ことりは抱きついたまま、俺の耳元で囁くように言ってきた。
「一哉くんの匂い、一哉くんの肌、一哉くんの温度、一哉くんの息、一哉くんの――――」
「ひぅ!?」
「汗の味……ふわああっ、一哉くん好きっ、大好きっ!!」
匂いを嗅がれたり、首元を触られたり、首元を舐められたり。そんなことが流れるように行われ、俺は焦る。一体ことりは何をしようとこんなことを……

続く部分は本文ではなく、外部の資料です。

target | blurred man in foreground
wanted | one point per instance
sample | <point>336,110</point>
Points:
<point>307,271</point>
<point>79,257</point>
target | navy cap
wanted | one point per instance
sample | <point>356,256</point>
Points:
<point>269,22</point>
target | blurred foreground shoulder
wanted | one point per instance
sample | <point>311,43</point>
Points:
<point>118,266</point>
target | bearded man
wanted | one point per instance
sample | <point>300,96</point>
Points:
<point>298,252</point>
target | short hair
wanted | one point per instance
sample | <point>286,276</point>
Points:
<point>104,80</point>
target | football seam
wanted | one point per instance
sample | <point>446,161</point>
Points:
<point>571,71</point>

ことりは興奮した息遣いで、興奮を隠さないまま言葉を連続する。
「一哉くんはことりだけのモノ、ことりだけの……えへへっ! 一哉く~んっ、ことりだけを見て?」
今気づいたが、ことりはさっきまでと同じ、
その時だった。
「んっ」
「んんっ!?」
近づけた唇をそのまま、重ねてきた。心の準備もないままだったから、かなり息が苦しい。
「ん……んへへ、二度目のキス、しちゃったね」
「ぷはっ! はぁ、はぁ、ことり、急にされると、息が……」
「えへへ、でも一哉くんが悪いんだよぉ? このまえしたときから全然してくれないんだもん」
「そ、それは……」
そう、この前公園デートをしたとき初めてのキスをしたわけだが、それから一週間、俺があまりにも意気地なしなために、ことりからの誘いを断っていたため、まったくことりとキスしていなかったのだ。とはいえ、だ。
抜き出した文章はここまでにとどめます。